Ao contrário da ex-presidente, Alber­to Fernández transita com desenvoltura nos círculos que decidem os rumos da economia e dialoga com campos políticos diversos. Atribui-se principalmente à sua presença a raríssima união do peronismo — um emaranhado de várias correntes que não se dão e vivem às turras — em torno da chapa montada pela impopular Cristina (veja a coluna de Roberto Pompeu de Toledo). Como de boba não tem nada, ela vem se portando como a vice perfeita. No dia da votação, só se deixou ser fotografada na frente da urna por um profissional de sua confiança. Desde então, aparece pouco, faz declarações contidas e prefere se manifestar pelas redes sociais.

Já Fernández não perde oportunidade de se promover.

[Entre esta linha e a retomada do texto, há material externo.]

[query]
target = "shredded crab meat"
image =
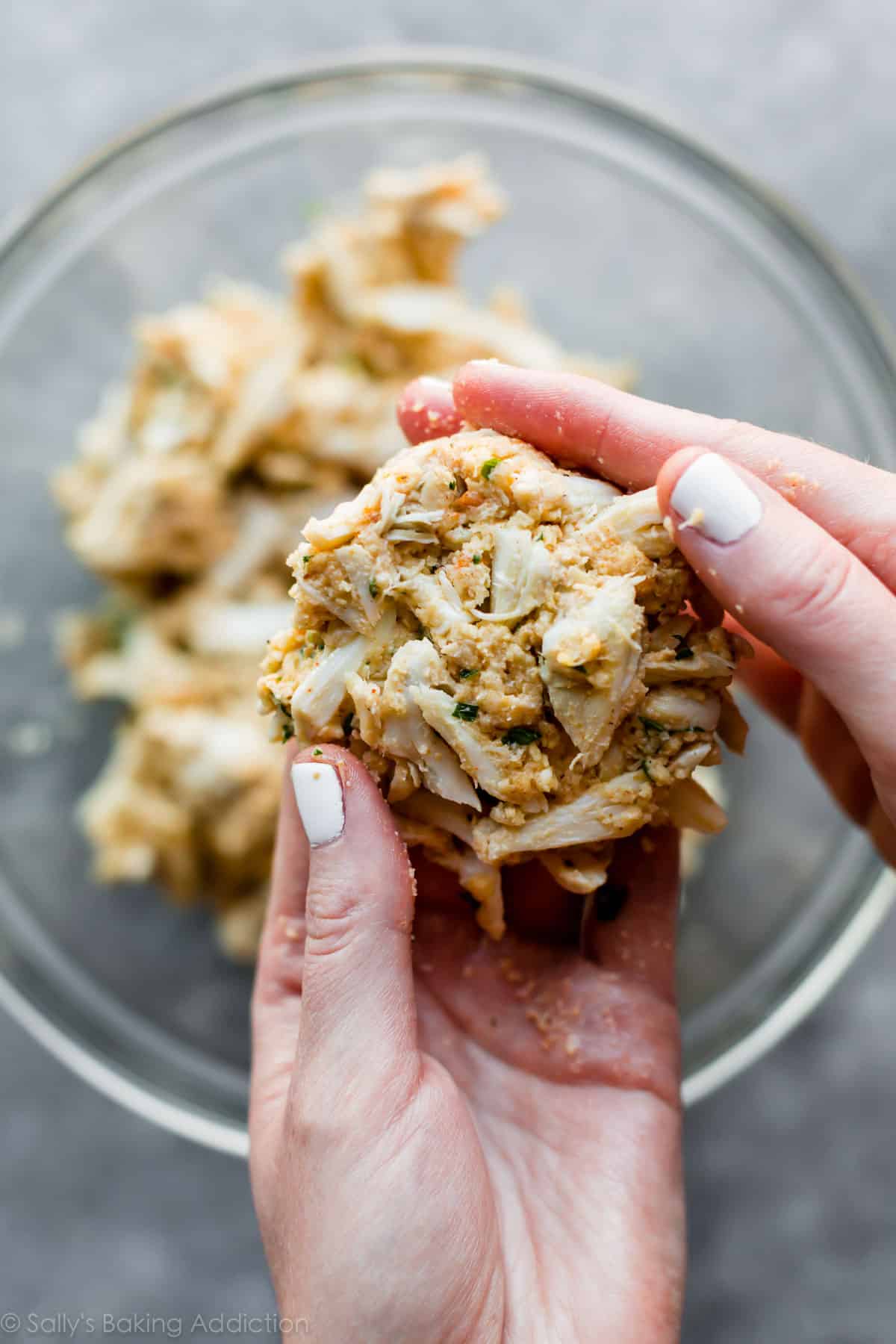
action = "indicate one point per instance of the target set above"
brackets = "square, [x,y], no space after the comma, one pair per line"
[243,414]
[514,710]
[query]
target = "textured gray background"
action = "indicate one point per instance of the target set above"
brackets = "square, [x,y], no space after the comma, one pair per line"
[790,1171]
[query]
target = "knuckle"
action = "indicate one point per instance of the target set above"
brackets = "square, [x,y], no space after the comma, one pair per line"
[331,921]
[820,596]
[880,553]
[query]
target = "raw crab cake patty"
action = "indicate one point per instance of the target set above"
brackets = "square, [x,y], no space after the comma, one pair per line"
[516,652]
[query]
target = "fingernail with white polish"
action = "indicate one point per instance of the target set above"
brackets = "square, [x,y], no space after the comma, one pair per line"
[712,499]
[319,797]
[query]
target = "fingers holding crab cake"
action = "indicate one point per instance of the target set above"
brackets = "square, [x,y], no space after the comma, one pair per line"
[516,653]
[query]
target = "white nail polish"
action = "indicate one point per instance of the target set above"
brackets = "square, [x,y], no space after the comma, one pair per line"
[715,500]
[319,797]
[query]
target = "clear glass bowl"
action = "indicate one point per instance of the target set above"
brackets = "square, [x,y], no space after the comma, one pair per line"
[628,238]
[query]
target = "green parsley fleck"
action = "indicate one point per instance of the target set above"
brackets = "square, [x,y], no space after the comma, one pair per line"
[462,710]
[520,737]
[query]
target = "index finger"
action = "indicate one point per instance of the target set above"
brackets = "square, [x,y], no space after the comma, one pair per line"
[628,438]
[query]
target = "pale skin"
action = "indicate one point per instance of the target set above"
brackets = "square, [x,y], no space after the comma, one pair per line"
[462,1142]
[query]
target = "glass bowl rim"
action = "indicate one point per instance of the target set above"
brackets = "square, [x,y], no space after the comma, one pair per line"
[849,933]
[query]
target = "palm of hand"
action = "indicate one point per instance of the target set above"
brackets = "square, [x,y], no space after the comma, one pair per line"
[543,1082]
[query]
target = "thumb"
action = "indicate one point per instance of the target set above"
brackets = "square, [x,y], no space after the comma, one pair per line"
[795,588]
[359,1018]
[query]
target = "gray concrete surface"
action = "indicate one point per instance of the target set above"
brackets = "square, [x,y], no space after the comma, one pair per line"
[791,1172]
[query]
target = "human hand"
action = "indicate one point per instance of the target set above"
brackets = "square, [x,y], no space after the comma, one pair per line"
[453,1139]
[797,542]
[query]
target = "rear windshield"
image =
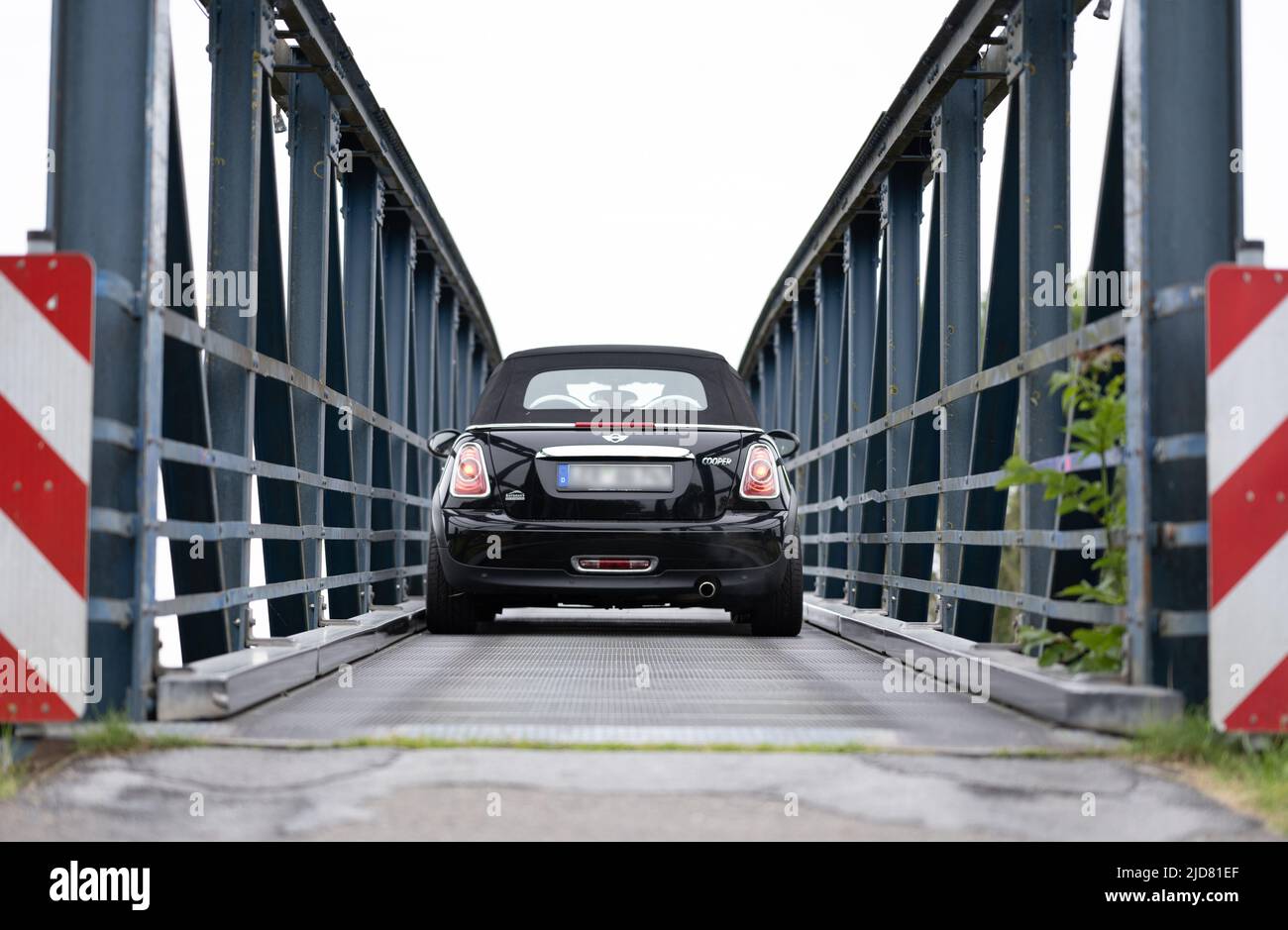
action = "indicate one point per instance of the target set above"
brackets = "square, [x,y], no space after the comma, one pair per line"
[614,389]
[655,385]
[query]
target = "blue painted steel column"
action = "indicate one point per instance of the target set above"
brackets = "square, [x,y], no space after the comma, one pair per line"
[832,475]
[446,344]
[241,37]
[398,256]
[862,240]
[915,560]
[993,433]
[112,68]
[805,381]
[1041,52]
[313,138]
[769,379]
[189,489]
[901,208]
[958,137]
[787,372]
[426,371]
[364,206]
[1181,114]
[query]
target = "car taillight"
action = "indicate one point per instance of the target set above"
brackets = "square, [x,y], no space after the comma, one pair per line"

Em uma prova recente de seu jogo de cintura, ele voltou atrás na anunciada decisão de não ter “nada para falar” com Macri e não só aceitou conversar, como fez questão de manifestar confiança de que ele vai terminar o mandato nos dias seguintes à eleição — chegou a pairar no ar uma ameaça de ruptura institucional. Na mesma toada, também reagiu com indignação contra o presidente brasileiro (“É racista, misógino e violento”), mas depois optou por colocar panos quentes no destempero verbal de Jair Bolsonaro, que lamentou o retorno dos “bandidos da esquerda” na Argentina e previu uma debandada de argentinos para o Brasil, fugindo da “esquerdalha”. Ciente de que os dois países são interdependentes e precisam conviver, o candidato declarou que o mercado argentino permanecerá aberto aos produtos brasileiros e que não quer briga com ninguém. É bom que Fernández se arme de bastante paciência e espírito de conciliação, porque, se chegar mesmo à cabine de comando do avião argentino, a previsão é de intensa turbulência pela frente. E a copiloto não ajuda nada.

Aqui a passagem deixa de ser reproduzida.